Advancing Modern Private Cloud Strategies
This alliance comes at a pivotal moment for the industry, where the adoption of containers, Kubernetes, and AI workloads has become the driving force of business innovation. However, the complexity and security risks have slowed their widespread deployment.
Through integration of VCF and Ubuntu, Broadcom and Canonical offer companies a pathway to accelerate application modernization projects while ensuring compliance, security, and operational efficiency.
Conclusion
The expanded partnership between Broadcom and Canonical marks a milestone in the cloud ecosystem: combining the best of enterprise solutions with open-source innovation.
For organizations, this means deploying Kubernetes-based applications and AI workloads faster, at lower costs, and with greater security. For the industry, it signifies a step forward in establishing private cloud as the natural environment for modern innovation.
Frequently Asked Questions (FAQs)
What does the Broadcom–Canonical partnership bring?
It integrates VMware Cloud Foundation with Ubuntu Pro and Canonical’s reduced containers, providing a more secure, efficient, and optimized platform for container and AI workloads.
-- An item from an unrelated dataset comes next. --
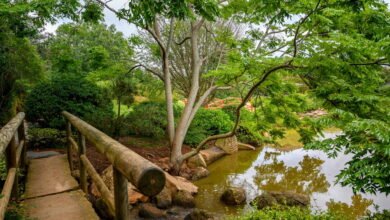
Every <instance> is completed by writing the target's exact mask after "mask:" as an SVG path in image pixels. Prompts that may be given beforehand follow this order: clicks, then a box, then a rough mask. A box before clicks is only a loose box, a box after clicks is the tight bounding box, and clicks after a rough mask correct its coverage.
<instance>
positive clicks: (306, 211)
mask: <svg viewBox="0 0 390 220" xmlns="http://www.w3.org/2000/svg"><path fill="white" fill-rule="evenodd" d="M237 219H240V220H257V219H258V220H260V219H275V220H296V219H304V220H343V219H345V218H344V217H343V216H340V215H334V214H331V213H327V212H315V213H313V212H312V211H311V210H310V209H307V208H300V207H271V208H270V207H266V208H264V209H262V210H255V211H252V212H249V213H248V214H245V215H243V216H241V217H239V218H237Z"/></svg>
What are Ubuntu’s “chiseled” containers?
They are minimized container images that remove unnecessary components, reduce disk space, accelerate transfers, and minimize attack surfaces against vulnerabilities.
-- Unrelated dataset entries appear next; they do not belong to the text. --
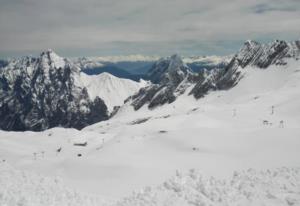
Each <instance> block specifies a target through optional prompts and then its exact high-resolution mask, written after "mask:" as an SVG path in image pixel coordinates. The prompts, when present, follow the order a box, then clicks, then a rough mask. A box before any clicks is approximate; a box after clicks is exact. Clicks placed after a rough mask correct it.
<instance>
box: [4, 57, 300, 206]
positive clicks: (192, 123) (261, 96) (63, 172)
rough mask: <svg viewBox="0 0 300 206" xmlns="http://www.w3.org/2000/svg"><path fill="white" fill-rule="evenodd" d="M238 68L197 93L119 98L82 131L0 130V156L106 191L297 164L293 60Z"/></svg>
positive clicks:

How is AI deployment simplified in air-gapped environments?
By using Ubuntu images with precompiled GPU drivers, eliminating the need to connect to external repositories and avoiding compilation on each node, thus saving time and resources.
What is the security impact?
The partnership enables faster patch management for critical vulnerabilities, reduces risks associated with oversized images, and adopts a more secure technology base for AI and containers.